Data Is Plural

... is a weekly newsletter of useful/curious datasets.

2017.04.12 edition

Plum presidential appointments, fuel efficiency, pirated papers, aid for maternal health, and one million comic book panels.

Plum presidential appointments. Every four years, Congress publishes United States Government Policy and Supporting Positions, better known as the Plum Book. The 2016 version, which is available as both PDF and Excel files, identifies more than 8,000 executive and legislative branch jobs subject to “noncompetitive appointment.” Those positions include 1,710 presidential appointments, which are as wide-ranging as the ambassadorship to Afghanistan and the directorship of the Occupational Safety and Health Administration’s Whistleblower Protection Program. Related: For positions requiring its confirmation, the Senate publishes XML files of pending, confirmed, and withdrawn nominees.

Miles per gallon.
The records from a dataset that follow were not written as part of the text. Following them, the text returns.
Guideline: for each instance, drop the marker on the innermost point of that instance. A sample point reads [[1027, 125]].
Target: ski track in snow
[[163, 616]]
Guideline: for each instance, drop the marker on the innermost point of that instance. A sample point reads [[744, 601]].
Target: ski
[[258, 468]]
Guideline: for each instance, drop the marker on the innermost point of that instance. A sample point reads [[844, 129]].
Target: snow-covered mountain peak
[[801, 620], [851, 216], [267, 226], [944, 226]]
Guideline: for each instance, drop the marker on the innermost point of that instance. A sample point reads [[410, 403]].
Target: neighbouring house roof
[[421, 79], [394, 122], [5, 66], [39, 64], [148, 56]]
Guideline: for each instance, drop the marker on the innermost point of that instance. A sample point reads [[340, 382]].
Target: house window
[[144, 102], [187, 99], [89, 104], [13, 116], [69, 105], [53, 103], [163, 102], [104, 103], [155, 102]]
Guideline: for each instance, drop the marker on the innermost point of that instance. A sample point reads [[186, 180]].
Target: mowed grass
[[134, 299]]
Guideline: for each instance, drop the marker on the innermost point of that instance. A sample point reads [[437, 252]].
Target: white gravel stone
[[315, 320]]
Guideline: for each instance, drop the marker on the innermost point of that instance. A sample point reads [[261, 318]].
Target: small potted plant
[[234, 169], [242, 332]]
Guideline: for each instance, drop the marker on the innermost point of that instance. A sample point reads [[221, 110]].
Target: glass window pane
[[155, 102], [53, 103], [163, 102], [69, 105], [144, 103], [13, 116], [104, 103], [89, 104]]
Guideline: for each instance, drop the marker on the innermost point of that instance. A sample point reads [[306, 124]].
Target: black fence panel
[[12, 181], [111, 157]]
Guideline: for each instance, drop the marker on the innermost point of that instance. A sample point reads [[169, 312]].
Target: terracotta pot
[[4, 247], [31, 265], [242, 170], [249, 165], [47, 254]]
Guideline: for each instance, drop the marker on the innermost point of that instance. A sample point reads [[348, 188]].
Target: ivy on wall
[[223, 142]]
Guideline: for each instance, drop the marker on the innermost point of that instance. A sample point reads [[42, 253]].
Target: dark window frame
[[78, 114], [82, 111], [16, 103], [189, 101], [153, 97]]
The Environmental Protection Agency publishes fuel efficiency data on all the car models it has tested, going back to the 1980s… minus all the Volkswagen, Audi, and Porsche diesels caught cheating. The data typically includes three estimates: for city driving, highway driving, and a city-highway combination.

Pirated papers. Sci-Hub, which describes itself as “the first pirate website in the world to provide mass and public access to tens of millions of research papers,” recently released a list of the 62,835,101 academic papers it has collected. That dataset identifies each paper only by its DOI — a short, unique ID. Helpfully, graduate student Bastian Greshake has extracted the journal name, publisher, and publication ear from those DOIs. Greshake has also combined that data with six months of Sci-Hub download data (previously featured in DIP 2016.05.04), and analyzed the datasets together. Among his findings: Both are “largely made up of recently published articles, with users disproportionately favoring newer articles and 35% of downloaded articles being published after 2013.”

International aid for maternal and child health. Researchers at the World Health Organization have assembled a dataset of international aid — both from official government assistance and private grants — devoted to reproductive, maternal, newborn, and child health from 2003 to 2013. The dataset, which the researchers described in a recent academic article, draws on 2.1 million records, and is based largely on the OECD’s Creditor Reporting System. Related: Earlier this month, the U.S. State Department cut all its funding for the UN’s family planning agency; it was the agency’s third-largest donor.

One million comic book panels. Comic books make use of white space — or gutters — to propel the story forward, relying on readers’ intuitive ability to fill in the gaps between panels. To see whether computers could learn to make the same inferences, a group of computer scientists built a giant corpus of public-domain comics and tried training a series of neural networks on it. (Spoiler: Humans are much better at this.) The underlying dataset contains 1.2 million panels from nearly 200,000 scanned pages of nearly 4,000 books in the Digital Comic Museum, all published during the 1938–1954 “Golden Age” of American comics. It also contains 2.5 million chunks of text extracted from the comics’ speech balloons, thought bubbles, and narration boxes. [h/t Robin Sloan]